So, turns out that the problem is not with my understanding of prototypes, but in javascript's implementation of constructors in relation to their prototypal inheritance. I was attempting- without realizing it- to create a constructor that defined multiple inheritance through my function that routes the object creation to the object creation function required
. Ideally, it would pass through multiple prototypes to construct an object that inherited from multiple prototypes. Prototypal inheritance supports this, but the pseudo-constructor pattern of javascript doesn't. To work around this, I created a constructor to parse these arguments and route the object parts to the unique prototype constructors.
What I was aiming at was prototype property delegation without knowing how to properly create a dynamic, object that inherited multiple prototypes while keeping the prototype chain in tact. What I was getting was a frankensteined object thats prototype was the constructor function itself. And because its prototype was not the prototype it needed to have, attempting to inherit functions by delegation someobject.prototype.fire = function(){};
wasn't working because the object, although it inherited the concatenated properties function someobject(Arguments) { this.property = arguments;}
, it was not 'technically' an object of that prototype.
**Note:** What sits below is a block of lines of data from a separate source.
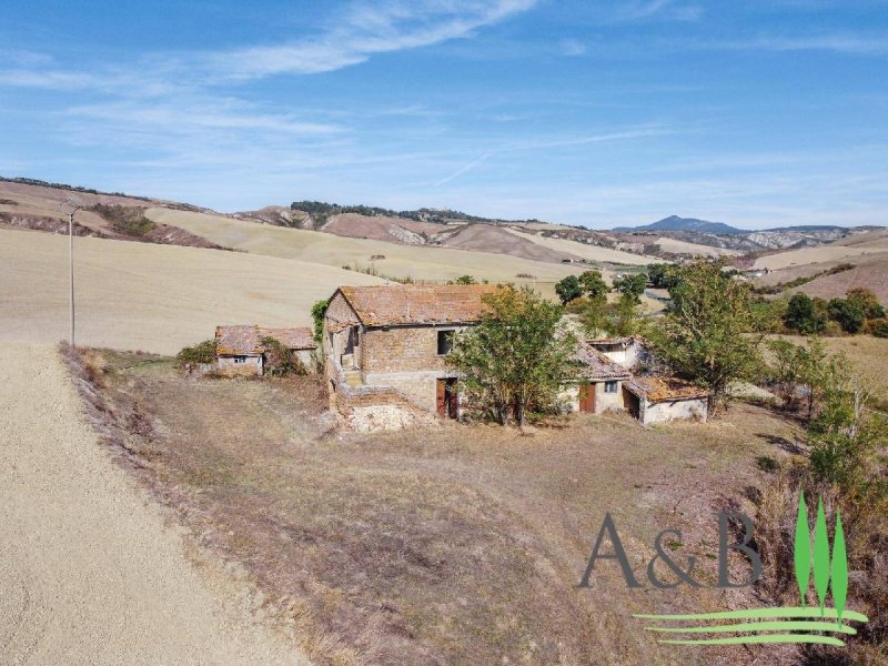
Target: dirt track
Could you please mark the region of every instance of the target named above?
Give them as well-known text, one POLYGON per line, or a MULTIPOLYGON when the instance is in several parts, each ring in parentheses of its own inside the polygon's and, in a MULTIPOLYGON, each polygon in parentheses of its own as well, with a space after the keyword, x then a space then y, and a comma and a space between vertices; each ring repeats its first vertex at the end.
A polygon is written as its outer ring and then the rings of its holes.
POLYGON ((53 349, 0 347, 0 663, 305 664, 99 447, 53 349))

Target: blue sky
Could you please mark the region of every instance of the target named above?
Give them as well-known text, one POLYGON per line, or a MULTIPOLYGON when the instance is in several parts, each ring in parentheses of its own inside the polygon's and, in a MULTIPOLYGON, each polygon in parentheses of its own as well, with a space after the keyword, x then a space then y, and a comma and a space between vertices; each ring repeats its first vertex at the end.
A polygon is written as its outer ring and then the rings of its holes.
POLYGON ((608 228, 888 223, 888 2, 10 3, 0 174, 608 228))

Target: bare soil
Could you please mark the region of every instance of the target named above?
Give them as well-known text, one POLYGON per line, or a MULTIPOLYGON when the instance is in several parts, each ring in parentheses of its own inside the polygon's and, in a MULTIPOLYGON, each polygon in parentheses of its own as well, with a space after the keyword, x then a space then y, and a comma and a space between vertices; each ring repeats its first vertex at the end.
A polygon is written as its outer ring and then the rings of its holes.
POLYGON ((189 563, 82 407, 54 347, 0 347, 0 663, 306 664, 243 581, 189 563))
MULTIPOLYGON (((796 427, 750 405, 708 425, 582 416, 519 433, 445 423, 335 430, 317 377, 194 380, 167 359, 90 352, 92 417, 195 539, 243 566, 319 664, 751 664, 793 648, 660 646, 630 613, 745 607, 755 592, 629 591, 606 513, 645 581, 654 538, 715 579, 716 514, 786 462, 796 427)), ((686 562, 685 562, 686 564, 686 562)), ((736 576, 745 573, 734 563, 736 576)), ((658 572, 669 577, 668 569, 658 572)))

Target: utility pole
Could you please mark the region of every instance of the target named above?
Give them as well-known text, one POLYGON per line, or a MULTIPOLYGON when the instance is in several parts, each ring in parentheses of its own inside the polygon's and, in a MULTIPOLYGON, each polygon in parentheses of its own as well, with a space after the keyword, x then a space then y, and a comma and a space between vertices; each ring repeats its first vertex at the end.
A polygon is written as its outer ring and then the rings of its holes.
POLYGON ((59 204, 59 211, 68 215, 68 268, 70 272, 69 304, 71 313, 71 346, 74 344, 74 214, 83 208, 77 199, 69 196, 59 204))

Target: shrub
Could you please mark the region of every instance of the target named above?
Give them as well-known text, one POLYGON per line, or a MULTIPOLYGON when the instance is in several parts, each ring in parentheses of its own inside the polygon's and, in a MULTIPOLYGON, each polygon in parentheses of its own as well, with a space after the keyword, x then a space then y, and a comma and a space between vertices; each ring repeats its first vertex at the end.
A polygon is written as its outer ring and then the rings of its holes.
POLYGON ((111 229, 123 235, 143 236, 157 228, 151 220, 144 216, 142 209, 97 203, 91 210, 111 222, 111 229))
POLYGON ((193 346, 182 347, 182 351, 180 351, 175 355, 175 362, 180 367, 189 363, 191 364, 214 363, 215 353, 216 353, 215 339, 204 340, 203 342, 199 342, 193 346))
POLYGON ((833 299, 827 305, 829 319, 836 321, 846 333, 857 333, 867 321, 866 311, 861 304, 851 299, 833 299))
POLYGON ((306 374, 305 366, 292 350, 276 337, 266 335, 260 341, 264 352, 264 374, 271 377, 283 377, 289 374, 306 374))
POLYGON ((312 305, 312 321, 314 322, 314 342, 321 344, 324 339, 324 314, 326 314, 326 307, 330 305, 330 299, 324 299, 323 301, 316 301, 314 305, 312 305))
POLYGON ((888 319, 870 320, 867 322, 867 330, 875 337, 888 337, 888 319))
POLYGON ((820 333, 826 326, 826 321, 817 312, 815 302, 803 292, 793 294, 793 297, 789 299, 784 323, 787 329, 806 335, 820 333))

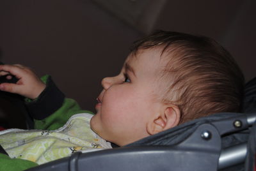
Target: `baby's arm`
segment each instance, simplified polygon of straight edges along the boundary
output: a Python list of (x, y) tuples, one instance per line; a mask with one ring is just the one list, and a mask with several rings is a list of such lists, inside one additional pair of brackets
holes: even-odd
[[(10, 74), (18, 81), (16, 84), (1, 83), (0, 90), (35, 99), (45, 88), (45, 84), (29, 68), (20, 64), (0, 65), (0, 76)], [(7, 76), (6, 78), (11, 79), (12, 76)]]

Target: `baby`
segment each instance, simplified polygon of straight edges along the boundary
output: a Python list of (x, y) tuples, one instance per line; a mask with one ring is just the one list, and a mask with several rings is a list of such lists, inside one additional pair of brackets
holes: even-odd
[[(27, 103), (36, 129), (59, 128), (83, 112), (64, 99), (49, 77), (44, 82), (19, 64), (1, 65), (0, 71), (19, 79), (1, 84), (0, 90), (32, 100)], [(244, 77), (212, 39), (160, 31), (136, 41), (120, 73), (104, 78), (102, 85), (90, 128), (124, 146), (198, 117), (239, 112)]]

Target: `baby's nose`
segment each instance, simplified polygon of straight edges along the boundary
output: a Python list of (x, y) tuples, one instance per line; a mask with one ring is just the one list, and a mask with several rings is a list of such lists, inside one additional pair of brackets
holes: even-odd
[(110, 77), (104, 78), (101, 82), (101, 85), (105, 90), (108, 89), (111, 86), (111, 81)]

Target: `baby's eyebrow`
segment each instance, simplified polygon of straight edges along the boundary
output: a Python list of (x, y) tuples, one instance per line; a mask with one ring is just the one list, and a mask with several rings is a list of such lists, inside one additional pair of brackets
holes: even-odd
[(133, 70), (132, 67), (131, 67), (131, 65), (129, 65), (128, 63), (125, 63), (125, 71), (129, 71), (132, 72), (133, 73), (133, 75), (134, 75), (134, 76), (136, 77), (134, 70)]

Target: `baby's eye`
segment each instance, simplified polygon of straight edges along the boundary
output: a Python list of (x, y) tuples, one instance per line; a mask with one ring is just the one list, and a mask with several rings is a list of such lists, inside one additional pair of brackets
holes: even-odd
[(130, 78), (129, 78), (129, 77), (126, 75), (126, 74), (125, 74), (124, 75), (124, 82), (131, 82), (131, 80), (130, 80)]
Unfortunately, it seems that most every learning resource for javascript ties the constructor/prototype patterns by the hip and never even bother explaining why constructors aren't truly conducive to prototypal inheritance. Except for this great article.
I was getting the prototype chain I was because it was inheriting its prototype from the constructor itself, which was a simple function and thus a simple object. Although javascript does support property delegation and multiple inheritance, the constructor pattern does not.